Communities, networks and etiquette

What’s the difference between a community and a network? Is a community of practice a network or a community?

Clark Quinn looks at social media, and asks, “… how often we call them online communities, but the question is: are they really?” I’m not going to go into network theory or definitions in this post but I think that the difference, perceived or otherwise, between networks and communities is of importance to anyone engaging with web social media, especially for professional purposes. Understanding what you define as a community or a network can help develop your personal rules for connecting, linking, friending, following and of course unfollowing.

Dave Cormier discusses social networking with Twitter and makes a clear distinction between his network and his community on this medium:

The final issue i wanted to discuss was the management of your network. There are many theories about this, and I wont claim any supremacy for mine other than to say that it is how i stay effective with the degree of networkedness that I have created for myself. I am a constant gardener of my network, following people, unfollowing people, paying more attention to some people for a while and then moving on to others. This is the critical difference between a network and a community… My community members i stay with, my network is something more practical.

Many of us are connected to people in our networks who over time have become members of a closer community, whether it be through shared experiences or shared interests. We probably didn’t notice when connections became colleagues or friends. It just happened.

I’m sure that most people don’t think too much about the distinction between networks and communities but they know when someone has crossed the line of acceptable behaviour. Making network habits explicit can help when your networks get very large or when someone challenges you on a behaviour – e.g. Gee, I never thought about that! The larger someone’s network, usually the more explicit their policy on connecting. If you don’t set some rules you will probably be overwhelmed by noise from the network.
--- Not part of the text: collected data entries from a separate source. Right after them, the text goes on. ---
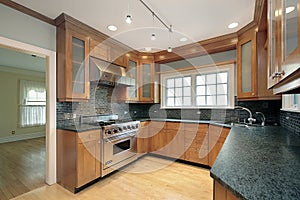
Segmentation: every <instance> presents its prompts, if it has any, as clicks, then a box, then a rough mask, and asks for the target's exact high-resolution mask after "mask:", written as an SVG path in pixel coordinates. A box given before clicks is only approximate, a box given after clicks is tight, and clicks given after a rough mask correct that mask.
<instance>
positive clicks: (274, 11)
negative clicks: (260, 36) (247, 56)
mask: <svg viewBox="0 0 300 200" xmlns="http://www.w3.org/2000/svg"><path fill="white" fill-rule="evenodd" d="M299 23H300V22H299V0H268V30H269V34H268V35H269V37H268V38H269V44H268V56H269V72H268V86H269V87H270V88H271V87H274V91H275V92H276V93H285V92H289V91H290V90H294V89H297V88H299V81H300V79H299V77H300V48H299V46H300V38H299V32H300V28H299V27H300V26H299V25H300V24H299Z"/></svg>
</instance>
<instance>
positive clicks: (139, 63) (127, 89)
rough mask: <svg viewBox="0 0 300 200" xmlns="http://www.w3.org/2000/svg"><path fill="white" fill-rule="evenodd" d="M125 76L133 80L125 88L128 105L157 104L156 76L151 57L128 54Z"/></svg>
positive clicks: (156, 80)
mask: <svg viewBox="0 0 300 200" xmlns="http://www.w3.org/2000/svg"><path fill="white" fill-rule="evenodd" d="M126 60H127V61H126V62H127V63H128V64H127V66H128V68H127V76H129V77H130V78H133V79H134V80H135V84H134V86H131V87H128V88H127V102H128V103H159V92H158V91H159V88H158V75H157V74H156V73H155V72H156V67H155V65H154V58H153V56H152V55H144V54H139V53H132V52H130V53H128V54H127V56H126Z"/></svg>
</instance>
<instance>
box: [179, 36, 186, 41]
mask: <svg viewBox="0 0 300 200" xmlns="http://www.w3.org/2000/svg"><path fill="white" fill-rule="evenodd" d="M179 41H180V42H186V41H187V38H186V37H183V38H180V40H179Z"/></svg>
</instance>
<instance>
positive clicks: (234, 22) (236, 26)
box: [228, 22, 239, 28]
mask: <svg viewBox="0 0 300 200" xmlns="http://www.w3.org/2000/svg"><path fill="white" fill-rule="evenodd" d="M238 25H239V23H237V22H233V23H231V24H229V25H228V28H236V27H237V26H238Z"/></svg>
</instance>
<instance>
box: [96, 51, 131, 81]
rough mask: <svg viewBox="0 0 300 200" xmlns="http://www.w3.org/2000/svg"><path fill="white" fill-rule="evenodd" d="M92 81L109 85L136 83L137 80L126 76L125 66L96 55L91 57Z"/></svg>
mask: <svg viewBox="0 0 300 200" xmlns="http://www.w3.org/2000/svg"><path fill="white" fill-rule="evenodd" d="M90 81H91V82H98V84H100V85H109V86H115V85H124V86H128V87H130V86H134V85H135V80H134V79H132V78H130V77H128V76H126V72H125V68H124V67H121V66H118V65H115V64H113V63H109V62H106V61H104V60H101V59H98V58H94V57H90Z"/></svg>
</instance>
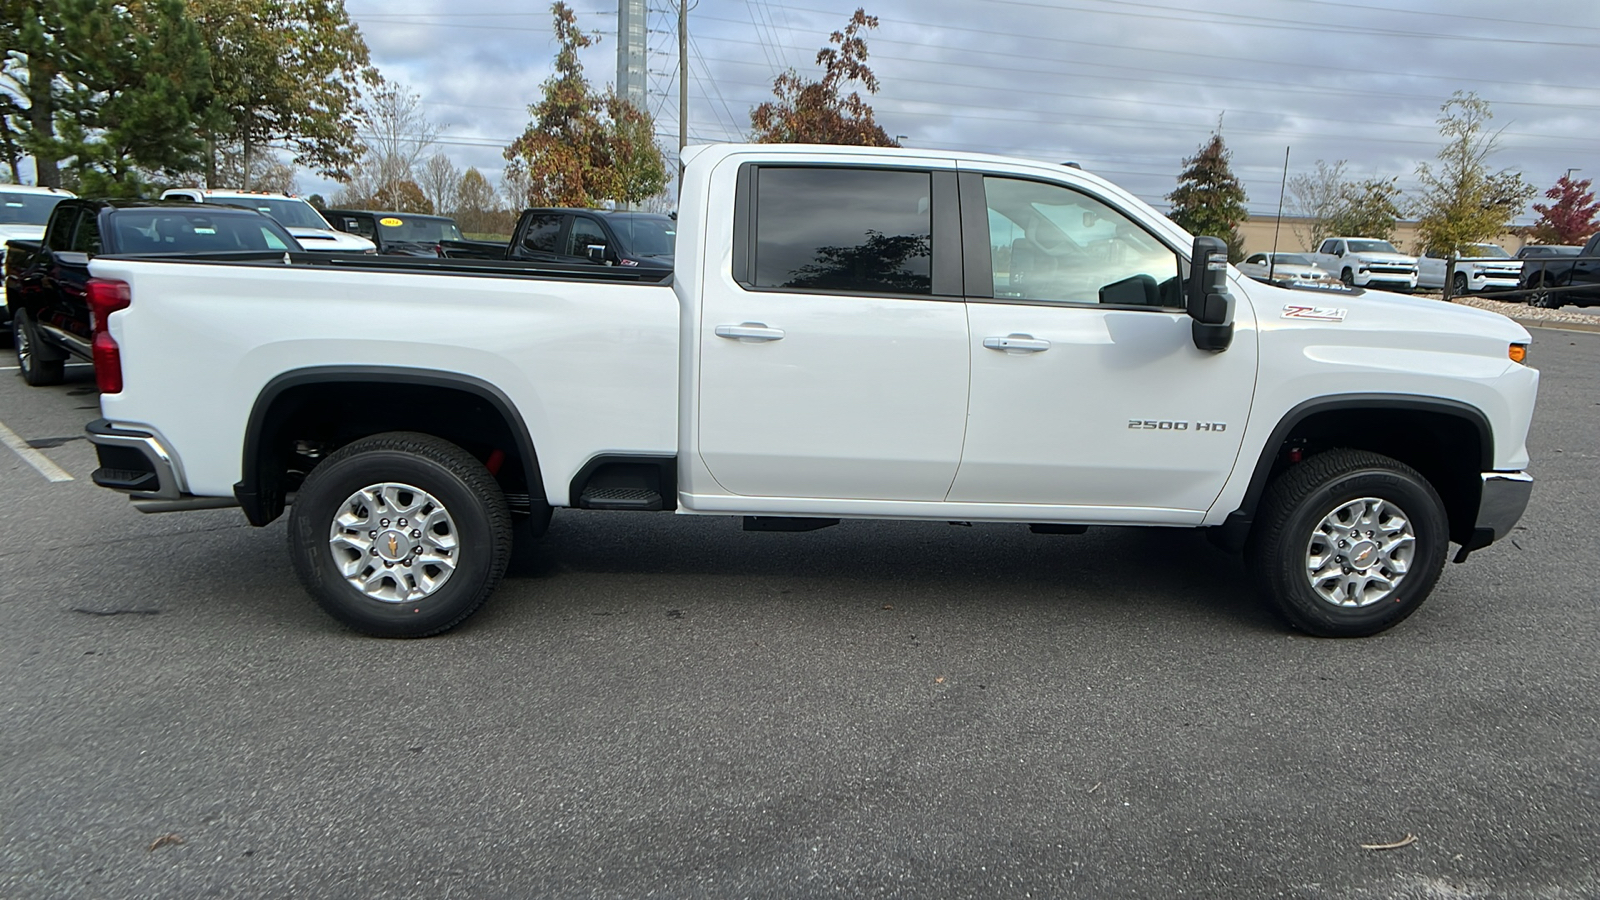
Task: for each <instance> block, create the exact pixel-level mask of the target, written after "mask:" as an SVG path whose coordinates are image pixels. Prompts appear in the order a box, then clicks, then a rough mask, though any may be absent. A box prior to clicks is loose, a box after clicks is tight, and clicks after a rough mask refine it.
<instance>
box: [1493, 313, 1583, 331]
mask: <svg viewBox="0 0 1600 900" xmlns="http://www.w3.org/2000/svg"><path fill="white" fill-rule="evenodd" d="M1507 319H1510V320H1512V322H1515V323H1518V325H1522V327H1523V328H1547V330H1550V331H1589V333H1592V335H1595V333H1600V322H1595V323H1594V325H1590V323H1589V322H1550V320H1549V319H1517V317H1514V315H1507Z"/></svg>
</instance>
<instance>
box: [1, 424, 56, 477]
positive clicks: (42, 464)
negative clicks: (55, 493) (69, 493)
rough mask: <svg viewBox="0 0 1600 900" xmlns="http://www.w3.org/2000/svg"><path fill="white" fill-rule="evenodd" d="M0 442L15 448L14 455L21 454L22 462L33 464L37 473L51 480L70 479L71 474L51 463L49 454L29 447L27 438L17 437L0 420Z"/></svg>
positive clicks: (33, 465)
mask: <svg viewBox="0 0 1600 900" xmlns="http://www.w3.org/2000/svg"><path fill="white" fill-rule="evenodd" d="M0 444H5V445H6V447H10V448H13V450H16V455H18V456H21V458H22V461H24V463H27V464H29V466H34V469H37V471H38V474H42V476H45V477H46V479H50V480H53V482H69V480H72V476H69V474H67V472H66V471H62V468H61V466H58V464H54V463H51V461H50V456H45V455H43V453H40V452H38V450H34V448H32V447H29V445H27V440H22V439H21V437H18V436H16V432H14V431H11V429H10V428H6V426H5V423H3V421H0Z"/></svg>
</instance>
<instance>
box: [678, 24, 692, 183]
mask: <svg viewBox="0 0 1600 900" xmlns="http://www.w3.org/2000/svg"><path fill="white" fill-rule="evenodd" d="M688 138H690V0H678V199H680V202H682V197H683V147H685V146H688Z"/></svg>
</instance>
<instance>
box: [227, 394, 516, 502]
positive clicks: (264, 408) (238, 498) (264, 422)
mask: <svg viewBox="0 0 1600 900" xmlns="http://www.w3.org/2000/svg"><path fill="white" fill-rule="evenodd" d="M373 380H382V381H387V383H395V384H426V386H432V388H448V389H453V391H464V392H467V394H472V396H475V397H480V399H482V400H485V402H488V404H490V407H493V408H494V412H498V413H499V415H501V418H502V420H504V421H506V424H507V428H509V429H510V432H512V437H514V439H515V440H517V452H518V453H520V455H522V458H523V460H525V464H523V469H525V471H526V474H528V493H530V496H533V498H538V500H544V498H546V492H544V477H542V476H541V474H539V456H538V453H536V452H534V447H533V436H530V434H528V424H526V423H525V421H523V418H522V413H520V412H517V405H515V404H514V402H512V400H510V397H507V396H506V392H504V391H501V389H499V388H496V386H494V384H490V383H488V381H483V380H482V378H475V376H472V375H462V373H459V372H442V370H437V368H413V367H400V365H318V367H309V368H293V370H290V372H283V373H280V375H277V376H274V378H272V380H270V381H267V384H266V386H264V388H261V392H259V394H256V402H254V404H253V405H251V408H250V420H248V423H246V424H245V445H243V455H242V463H240V466H242V468H240V480H238V484H235V485H234V498H237V500H238V504H240V508H243V511H245V517H246V519H250V524H251V525H258V527H261V525H266V524H269V522H272V520H274V519H277V517H278V516H282V514H283V506H285V503H286V498H285V496H283V493H282V490H278V488H277V485H262V484H261V477H259V469H261V436H262V431H264V429H266V424H267V413H269V412H270V410H272V405H274V404H275V402H277V399H278V397H280V396H282V394H283V392H286V391H290V389H293V388H304V386H307V384H339V383H349V381H373Z"/></svg>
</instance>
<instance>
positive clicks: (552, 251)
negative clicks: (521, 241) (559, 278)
mask: <svg viewBox="0 0 1600 900" xmlns="http://www.w3.org/2000/svg"><path fill="white" fill-rule="evenodd" d="M560 232H562V216H533V218H531V219H528V231H526V234H523V235H522V248H523V250H531V251H533V253H552V255H554V253H555V237H557V235H558V234H560Z"/></svg>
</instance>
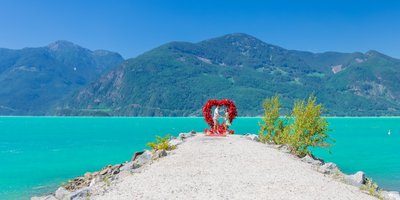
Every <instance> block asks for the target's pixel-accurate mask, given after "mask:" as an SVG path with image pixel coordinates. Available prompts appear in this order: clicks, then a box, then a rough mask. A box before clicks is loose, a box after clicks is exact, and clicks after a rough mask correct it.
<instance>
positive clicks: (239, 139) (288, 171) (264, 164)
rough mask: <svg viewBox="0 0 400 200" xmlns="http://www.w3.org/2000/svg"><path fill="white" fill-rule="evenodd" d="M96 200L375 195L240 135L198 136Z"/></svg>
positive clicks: (252, 197)
mask: <svg viewBox="0 0 400 200" xmlns="http://www.w3.org/2000/svg"><path fill="white" fill-rule="evenodd" d="M91 199H105V200H109V199H116V200H121V199H206V200H208V199H363V200H366V199H375V198H373V197H371V196H369V195H366V194H364V193H362V192H360V191H359V189H358V188H356V187H353V186H349V185H346V184H343V183H340V182H338V181H335V180H333V179H332V178H329V177H325V176H324V175H323V174H321V173H318V172H316V171H314V170H313V169H312V168H311V165H308V164H306V163H303V162H301V161H299V160H297V159H295V158H293V157H292V156H291V155H289V154H285V153H282V152H279V151H278V150H276V149H273V148H271V147H268V146H267V145H263V144H261V143H257V142H254V141H250V140H247V139H244V138H240V136H229V137H226V138H215V137H204V135H197V136H195V137H192V138H189V139H187V141H186V142H184V143H183V144H181V145H179V146H178V148H177V149H176V150H174V151H173V153H172V154H170V155H168V156H167V157H164V158H161V159H159V160H156V161H155V162H154V163H153V164H151V165H149V166H147V167H145V168H144V170H143V171H142V172H141V173H137V174H133V175H132V176H128V177H126V178H125V179H123V180H122V182H119V183H117V184H116V185H113V186H111V188H110V191H109V192H107V193H106V194H105V195H104V196H94V197H92V198H91Z"/></svg>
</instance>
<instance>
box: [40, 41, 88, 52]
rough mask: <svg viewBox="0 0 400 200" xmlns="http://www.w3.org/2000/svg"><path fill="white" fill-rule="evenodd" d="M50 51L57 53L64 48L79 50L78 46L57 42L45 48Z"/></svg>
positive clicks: (72, 43)
mask: <svg viewBox="0 0 400 200" xmlns="http://www.w3.org/2000/svg"><path fill="white" fill-rule="evenodd" d="M47 47H48V48H49V49H50V50H53V51H57V50H60V49H65V48H81V47H80V46H78V45H76V44H74V43H72V42H70V41H66V40H57V41H55V42H53V43H50V44H49V45H48V46H47Z"/></svg>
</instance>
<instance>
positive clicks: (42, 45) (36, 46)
mask: <svg viewBox="0 0 400 200" xmlns="http://www.w3.org/2000/svg"><path fill="white" fill-rule="evenodd" d="M236 32H242V33H247V34H250V35H253V36H255V37H257V38H259V39H261V40H263V41H265V42H267V43H270V44H275V45H278V46H281V47H284V48H287V49H297V50H305V51H312V52H324V51H340V52H354V51H361V52H365V51H368V50H370V49H374V50H378V51H380V52H382V53H385V54H387V55H390V56H393V57H396V58H400V1H394V0H392V1H390V0H381V1H378V0H364V1H361V0H358V1H351V0H348V1H345V0H336V1H333V0H332V1H330V0H325V1H323V0H321V1H313V0H303V1H297V0H292V1H289V0H276V1H267V0H265V1H255V0H254V1H251V0H246V1H237V0H225V1H217V0H199V1H194V0H181V1H178V0H159V1H156V0H143V1H133V0H132V1H128V0H127V1H124V0H118V1H117V0H114V1H112V0H108V1H107V0H64V1H62V0H34V1H32V0H29V1H28V0H1V4H0V47H4V48H12V49H19V48H23V47H38V46H45V45H47V44H49V43H51V42H53V41H56V40H68V41H71V42H74V43H76V44H79V45H81V46H83V47H86V48H89V49H107V50H112V51H116V52H119V53H121V54H122V55H123V56H124V57H125V58H131V57H134V56H137V55H139V54H141V53H143V52H145V51H147V50H150V49H152V48H154V47H157V46H159V45H161V44H164V43H166V42H170V41H189V42H198V41H201V40H203V39H208V38H211V37H216V36H221V35H224V34H228V33H236Z"/></svg>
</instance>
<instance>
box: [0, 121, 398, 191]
mask: <svg viewBox="0 0 400 200" xmlns="http://www.w3.org/2000/svg"><path fill="white" fill-rule="evenodd" d="M328 121H329V123H330V129H332V131H331V132H330V135H331V136H332V137H333V138H334V139H335V140H336V144H335V146H333V147H332V148H331V152H332V154H329V153H328V152H327V151H326V150H321V149H316V150H314V153H315V154H316V155H318V156H319V157H322V158H324V159H325V160H327V161H333V162H335V163H337V164H338V165H339V166H340V168H341V169H342V170H343V171H344V172H347V173H354V172H356V171H358V170H363V171H365V172H366V174H367V175H368V176H370V177H372V178H373V179H374V181H376V182H378V183H379V185H380V186H381V187H383V188H384V189H388V190H398V191H399V190H400V151H399V150H400V118H329V119H328ZM258 123H259V118H238V119H237V120H235V121H234V123H233V126H232V129H234V130H235V131H236V132H237V133H257V131H258ZM204 128H207V125H206V123H205V122H204V121H203V118H92V117H67V118H65V117H0V199H29V197H30V196H32V195H38V194H43V193H47V192H51V191H54V190H55V189H56V188H57V187H58V186H59V184H60V183H62V182H64V181H66V180H68V179H70V178H73V177H75V176H80V175H83V174H84V173H85V172H87V171H96V170H99V169H100V168H102V167H103V166H105V165H107V164H116V163H121V162H123V161H126V160H129V159H130V158H131V156H132V154H133V153H134V152H135V151H140V150H143V149H144V148H146V146H145V144H146V142H148V141H152V140H154V138H155V135H165V134H168V133H169V134H172V135H176V134H178V133H179V132H187V131H190V130H196V131H202V130H203V129H204ZM389 129H391V133H392V134H391V135H390V136H388V134H387V132H388V130H389Z"/></svg>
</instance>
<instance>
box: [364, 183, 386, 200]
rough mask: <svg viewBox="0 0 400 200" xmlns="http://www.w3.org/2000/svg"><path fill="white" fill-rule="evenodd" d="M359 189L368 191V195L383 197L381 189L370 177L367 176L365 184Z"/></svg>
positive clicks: (365, 190) (377, 184)
mask: <svg viewBox="0 0 400 200" xmlns="http://www.w3.org/2000/svg"><path fill="white" fill-rule="evenodd" d="M360 189H361V190H364V191H366V192H368V194H369V195H371V196H375V197H377V198H378V199H383V196H382V193H381V192H382V191H381V189H379V187H378V184H376V183H375V182H374V181H372V179H370V178H367V179H366V180H365V184H364V185H362V186H361V187H360Z"/></svg>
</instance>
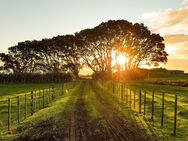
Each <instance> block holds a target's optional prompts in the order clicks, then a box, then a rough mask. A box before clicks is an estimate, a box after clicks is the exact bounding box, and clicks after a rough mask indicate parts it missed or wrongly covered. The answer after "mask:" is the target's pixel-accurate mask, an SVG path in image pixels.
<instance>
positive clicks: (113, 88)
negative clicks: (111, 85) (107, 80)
mask: <svg viewBox="0 0 188 141" xmlns="http://www.w3.org/2000/svg"><path fill="white" fill-rule="evenodd" d="M112 85H113V89H112V92H113V94H114V90H115V88H114V82H112Z"/></svg>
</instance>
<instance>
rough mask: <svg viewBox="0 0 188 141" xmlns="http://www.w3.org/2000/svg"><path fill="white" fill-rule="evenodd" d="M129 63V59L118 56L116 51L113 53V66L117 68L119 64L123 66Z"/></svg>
mask: <svg viewBox="0 0 188 141" xmlns="http://www.w3.org/2000/svg"><path fill="white" fill-rule="evenodd" d="M126 63H127V58H126V56H125V55H124V54H121V53H120V54H119V53H118V54H117V53H116V52H115V51H114V52H112V66H115V65H116V64H119V65H121V66H123V65H125V64H126Z"/></svg>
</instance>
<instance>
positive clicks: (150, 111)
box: [107, 82, 188, 141]
mask: <svg viewBox="0 0 188 141" xmlns="http://www.w3.org/2000/svg"><path fill="white" fill-rule="evenodd" d="M124 84H125V86H126V87H127V88H129V90H128V103H127V105H128V106H129V107H130V99H129V98H130V89H131V93H132V106H131V108H132V110H133V111H136V112H135V113H136V114H135V115H136V117H138V119H139V120H138V123H145V127H144V128H146V129H151V130H153V132H154V133H155V134H156V135H157V136H158V137H159V139H160V140H165V141H172V140H175V141H187V140H188V138H187V133H188V131H187V128H186V125H187V124H188V120H187V119H188V108H187V105H188V95H187V94H188V88H187V87H181V86H169V85H155V84H148V83H144V82H124ZM109 85H110V84H109ZM117 85H118V84H117ZM107 87H109V86H107ZM110 87H112V85H110ZM120 88H121V86H119V87H118V89H120ZM134 90H136V107H135V109H134V106H133V93H134ZM139 90H142V114H138V112H139ZM144 90H146V93H147V95H146V115H145V116H143V110H144V109H143V100H144V98H143V97H144ZM153 90H154V92H155V98H154V100H155V102H154V122H153V121H151V107H152V106H151V105H152V103H151V101H152V91H153ZM163 92H164V93H165V98H164V107H165V108H164V127H161V107H162V105H161V104H162V93H163ZM175 94H177V96H178V115H177V136H176V137H174V136H172V133H173V128H174V125H173V123H174V98H175V97H174V95H175ZM119 99H121V98H120V97H119ZM141 121H143V122H141Z"/></svg>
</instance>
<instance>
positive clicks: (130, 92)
mask: <svg viewBox="0 0 188 141" xmlns="http://www.w3.org/2000/svg"><path fill="white" fill-rule="evenodd" d="M129 95H130V96H129V98H130V101H129V102H130V107H131V104H132V101H131V100H132V93H131V89H129Z"/></svg>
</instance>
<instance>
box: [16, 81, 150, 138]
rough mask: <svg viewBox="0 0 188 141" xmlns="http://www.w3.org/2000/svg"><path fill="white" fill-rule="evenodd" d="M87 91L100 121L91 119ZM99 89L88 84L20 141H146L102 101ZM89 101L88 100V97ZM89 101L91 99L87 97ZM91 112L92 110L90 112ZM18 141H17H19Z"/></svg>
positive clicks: (96, 118)
mask: <svg viewBox="0 0 188 141" xmlns="http://www.w3.org/2000/svg"><path fill="white" fill-rule="evenodd" d="M88 89H90V90H91V91H92V94H94V95H95V96H94V97H92V98H93V100H94V101H95V102H96V103H95V102H94V103H91V104H93V105H94V107H93V108H95V109H96V110H97V112H98V113H99V114H100V117H95V118H94V119H91V117H90V116H89V114H90V112H91V111H88V107H87V105H86V101H87V100H86V96H88V92H87V91H88ZM99 89H100V88H99V87H97V90H96V89H93V87H92V85H91V84H90V83H88V82H87V81H85V82H82V84H81V85H80V88H79V89H78V90H77V91H76V92H75V93H74V94H71V97H70V99H69V100H68V101H67V103H66V104H65V105H64V107H62V112H60V113H59V114H58V116H57V117H58V118H56V119H55V120H54V119H53V118H52V119H49V120H46V121H42V122H41V123H38V124H37V125H34V126H33V127H32V129H31V130H30V132H29V134H27V135H26V136H25V137H22V138H19V139H18V140H19V141H26V140H27V141H37V140H38V141H42V140H45V141H146V140H147V138H146V137H144V136H145V134H143V132H141V131H140V130H139V129H138V128H137V127H135V126H133V125H132V124H130V122H128V121H127V120H125V117H122V116H121V115H120V114H119V113H118V111H117V109H116V108H114V106H113V105H112V103H110V102H109V101H108V100H106V99H104V97H103V96H102V93H99V91H100V90H99ZM87 98H88V97H87ZM89 98H91V97H89ZM90 110H94V109H90ZM18 140H17V141H18Z"/></svg>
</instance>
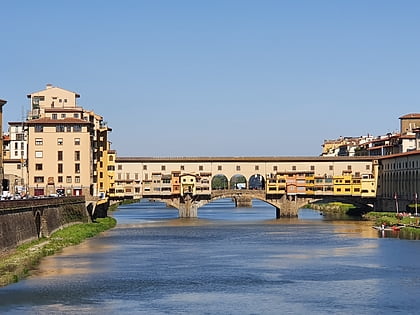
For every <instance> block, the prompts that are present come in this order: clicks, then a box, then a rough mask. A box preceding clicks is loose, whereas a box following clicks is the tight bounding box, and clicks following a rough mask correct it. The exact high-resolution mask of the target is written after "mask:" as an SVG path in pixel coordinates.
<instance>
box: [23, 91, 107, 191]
mask: <svg viewBox="0 0 420 315" xmlns="http://www.w3.org/2000/svg"><path fill="white" fill-rule="evenodd" d="M79 97H80V95H79V94H77V93H75V92H71V91H68V90H65V89H62V88H58V87H53V86H52V85H47V88H46V89H45V90H42V91H39V92H35V93H31V94H29V95H28V98H29V99H30V102H31V110H30V112H29V115H28V120H27V121H26V126H27V127H28V161H29V166H28V173H29V180H28V186H29V193H30V194H33V195H49V194H55V193H56V192H58V191H60V192H64V194H66V195H89V194H92V195H95V196H99V195H104V194H106V190H107V189H109V187H107V186H111V182H112V180H113V176H112V171H113V165H114V161H115V153H112V152H110V153H109V151H110V150H109V149H110V148H109V141H108V131H110V129H109V128H108V127H107V126H106V124H105V123H104V122H103V120H102V117H101V116H99V115H97V114H95V113H94V112H92V111H88V110H85V109H83V108H82V107H80V106H78V104H77V99H78V98H79ZM98 170H99V173H98ZM108 170H109V171H110V172H111V173H110V174H111V175H110V177H109V176H108V173H107V172H108ZM105 173H106V174H105ZM98 175H99V177H100V176H102V178H99V180H98ZM98 183H99V185H98Z"/></svg>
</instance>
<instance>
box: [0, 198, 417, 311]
mask: <svg viewBox="0 0 420 315" xmlns="http://www.w3.org/2000/svg"><path fill="white" fill-rule="evenodd" d="M198 215H199V218H198V219H178V218H177V211H176V210H173V209H169V208H166V207H165V206H164V205H163V204H161V203H149V202H141V203H137V204H131V205H125V206H121V207H120V208H119V210H118V211H116V212H115V213H114V214H113V216H115V218H116V219H117V220H118V225H117V227H116V228H115V229H113V230H110V231H107V232H105V233H103V234H101V235H100V236H98V237H95V238H93V239H90V240H87V241H85V242H84V243H83V244H81V245H78V246H74V247H70V248H66V249H65V250H64V251H63V252H62V253H60V254H57V255H55V256H51V257H47V258H45V259H43V260H42V262H41V264H40V266H39V268H38V269H37V270H36V271H35V272H34V273H33V275H32V276H30V277H29V278H27V279H26V280H23V281H20V282H18V283H16V284H12V285H9V286H7V287H3V288H0V313H7V314H63V313H69V314H126V313H130V314H187V313H188V314H330V313H333V314H389V313H401V314H418V313H419V312H420V310H419V308H420V241H410V240H403V239H399V238H396V237H393V236H395V235H380V234H379V233H378V232H377V231H375V230H374V229H372V227H371V226H370V225H369V223H367V222H358V221H351V220H340V221H338V220H329V219H328V218H326V217H324V216H322V215H320V214H319V213H318V212H316V211H312V210H309V209H302V210H301V211H300V213H299V218H297V219H280V220H275V219H273V218H275V210H274V208H272V207H270V206H267V205H265V204H263V203H259V202H255V203H254V207H253V208H250V209H240V208H234V206H233V203H232V202H231V201H229V200H221V201H218V202H214V203H211V204H209V205H207V206H205V207H203V208H200V209H199V212H198Z"/></svg>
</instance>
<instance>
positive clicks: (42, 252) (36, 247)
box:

If social media are going to be an integral part of our professional and personal lives, all of us will need to become more explicit about our online etiquette. I’m not sure we need an Emily Post type of online etiquette guide but I’m certain many people will make money telling others what to do in the Networked Age.

Photo by alana jonez

5 Responses to “Communities, networks and etiquette”

  1. Karyn Romeis

    Dave Warlick is looking at the same sort of thing today. I don’t like the idea of drawing lines. It means making decisions about who is in and who is out. I don’t think those boundaries are particularly helpful. I value indviduals for themselves and the relationship we have. Sure, some are closer than others, some have become more personal than others, but I wouldn’t want to start ring-fencing them.

  2. Harold Jarche

    I’m not advocating the drawing of boundaries, Karyn, just the fact that we live, work and learn in networks and also belong to communities. Each of us has to decide what works best, especially as our networks get very large. You and I have a personal, albeit at a distance, relationship, but many people in my networks are for all and intents and purposes unknown to me.

  3. Ken Allan

    Kia ora Harold

    I’m inclined to agree with you. A community is made up of members that have a sustained commitment to cooperation and mutual support. How else does it remain a community?

    I’m beginning to own the opinion that the concept of an online learning community, though wonderful to have, is really an ideal and theoretical model that we strive to achieve in online learning groups.

    Much research has already been done, but even with these results and conclusions staring us in the face, many educators are in a state of denial that so-called online learning groups might not work the way we’d like them to.

    My analogy for all this is the idea enthusiasts had early last century that it should be possible to fire a rocket into space. The concept was sound. It was the practicalities that everyone found difficult – at first.

    You detect a ray of hope in what I’m saying?

    Okay. I’m an optimist.

    Catchya later
    from Middle-earth

  4. Harold Jarche

    In some ways I think that communities are emergent properties of networks. You can build the network but the community has to evolve of its own.